Mental Health and CAD

By Kristin LaFollette

Background: The Impact of Chronic Disease on Mental Health

People living with chronic diseases are at increased risk of psychological distress, including depression and anxiety, particularly when symptoms interfere with daily life, create uncertainty, or reduce a sense of control.[1] This distress has been conceptualized in different ways across the literature, including fear of progression or recurrence (FOPR) and health anxiety (HA).1

Although these forms of distress are not always directly tied to disease severity or laboratory findings, they can strongly influence how individuals move through the world, relate to others, and make decisions about work, travel, and social connection. In CAD, this burden may be intensified by the seasonal and environmental nature of symptoms, which can lead patients to anticipate risk long before cold exposure actually occurs.

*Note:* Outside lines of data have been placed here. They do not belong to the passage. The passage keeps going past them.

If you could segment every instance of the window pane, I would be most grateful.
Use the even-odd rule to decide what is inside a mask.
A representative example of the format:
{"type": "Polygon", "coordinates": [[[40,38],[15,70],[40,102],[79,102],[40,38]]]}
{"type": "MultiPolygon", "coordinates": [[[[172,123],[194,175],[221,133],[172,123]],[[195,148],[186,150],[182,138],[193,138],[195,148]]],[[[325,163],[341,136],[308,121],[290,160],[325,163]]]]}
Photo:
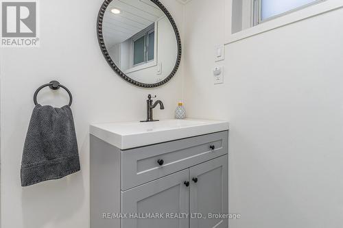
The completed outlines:
{"type": "Polygon", "coordinates": [[[154,60],[154,51],[155,49],[155,32],[153,31],[147,36],[147,61],[154,60]]]}
{"type": "Polygon", "coordinates": [[[261,18],[262,21],[318,0],[261,0],[261,18]]]}
{"type": "Polygon", "coordinates": [[[133,64],[144,62],[145,37],[143,36],[134,42],[133,44],[133,64]]]}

As a result, addressing the psychological impact of chronic disease is an important part of holistic, humanistic care. Supporting mental health alongside physical health may improve quality of life, coping, adherence, and overall health outcomes.2

A Patient Experience

A 60-year-old man with cold agglutinin disease (CAD), an autoimmune disorder in which red blood cells are destroyed prematurely and symptoms worsen with exposure to cold temperatures,3 previously lived in a cold climate but recently relocated to a warmer environment.

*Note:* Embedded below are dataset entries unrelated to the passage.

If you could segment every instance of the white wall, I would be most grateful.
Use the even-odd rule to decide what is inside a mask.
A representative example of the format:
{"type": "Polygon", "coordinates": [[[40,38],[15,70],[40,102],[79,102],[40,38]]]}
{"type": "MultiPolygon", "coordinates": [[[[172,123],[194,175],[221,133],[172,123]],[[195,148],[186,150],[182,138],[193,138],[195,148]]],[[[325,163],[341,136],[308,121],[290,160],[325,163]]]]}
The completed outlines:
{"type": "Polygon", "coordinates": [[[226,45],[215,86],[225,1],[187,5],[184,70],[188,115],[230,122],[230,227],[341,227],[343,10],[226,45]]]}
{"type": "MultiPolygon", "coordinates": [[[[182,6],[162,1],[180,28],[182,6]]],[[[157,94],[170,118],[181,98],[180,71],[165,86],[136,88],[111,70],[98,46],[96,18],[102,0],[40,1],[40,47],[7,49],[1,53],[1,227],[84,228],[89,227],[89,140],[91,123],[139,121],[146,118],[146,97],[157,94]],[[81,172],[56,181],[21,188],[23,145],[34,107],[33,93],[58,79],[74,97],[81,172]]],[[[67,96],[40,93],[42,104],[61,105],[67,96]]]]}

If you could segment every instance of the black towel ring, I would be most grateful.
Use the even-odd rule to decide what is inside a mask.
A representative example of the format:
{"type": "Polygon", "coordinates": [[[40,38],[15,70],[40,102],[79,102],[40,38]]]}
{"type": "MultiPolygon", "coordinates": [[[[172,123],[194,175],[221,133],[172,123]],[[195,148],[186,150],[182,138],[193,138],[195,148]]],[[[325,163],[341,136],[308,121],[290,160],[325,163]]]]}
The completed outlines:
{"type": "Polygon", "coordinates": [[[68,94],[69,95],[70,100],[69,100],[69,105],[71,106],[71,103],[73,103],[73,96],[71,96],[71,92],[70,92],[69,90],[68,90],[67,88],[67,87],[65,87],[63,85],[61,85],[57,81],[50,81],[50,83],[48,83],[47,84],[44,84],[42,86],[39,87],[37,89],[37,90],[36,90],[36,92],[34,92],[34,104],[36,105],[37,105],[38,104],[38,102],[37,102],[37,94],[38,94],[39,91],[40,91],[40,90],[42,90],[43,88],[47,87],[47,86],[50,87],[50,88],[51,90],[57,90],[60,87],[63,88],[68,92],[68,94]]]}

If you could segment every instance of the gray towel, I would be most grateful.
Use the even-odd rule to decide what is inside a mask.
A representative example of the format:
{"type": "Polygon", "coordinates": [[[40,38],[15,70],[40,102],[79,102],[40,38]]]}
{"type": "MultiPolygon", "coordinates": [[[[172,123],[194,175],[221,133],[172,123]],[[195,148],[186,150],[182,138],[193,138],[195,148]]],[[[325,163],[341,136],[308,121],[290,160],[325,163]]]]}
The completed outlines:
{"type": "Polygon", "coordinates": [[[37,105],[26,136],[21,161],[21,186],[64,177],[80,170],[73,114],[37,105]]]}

Despite the move, fear and anxiety about his condition continue to shape his daily life. He avoids traveling to visit family in the colder region where his symptoms first became severe because he fears worsening fatigue, pain, and circulatory symptoms during cold exposure.

During a visit with his new physician, he admits that even thinking about winter travel makes him anxious. At the same time, he worries about becoming increasingly isolated from people he cares about.

His concerns are not irrational. Cold exposure can provoke real symptoms in CAD. But over time, necessary adaptation can gradually become broader restriction, especially when past experiences of illness remain emotionally vivid long after immediate danger has lessened.

Reflection

How might the physician validate the emotional impact of this patient’s illness without dismissing the legitimate physiologic basis of his concerns?

  • How might the physician validate the emotional impact of this patient’s illness without dismissing the legitimate physiologic basis of his concerns?
  • How might the physician help the patient distinguish necessary adaptation from unnecessary restriction?
  • What interventions or supports could help reduce anxiety while preserving safety, autonomy, and quality of life?
  • What alternative strategies might help the patient maintain important social connections without requiring high-risk cold exposure?
  • More broadly, how can medicine move beyond disease management alone to support emotional well-being, identity, and human connection in people living with chronic illness?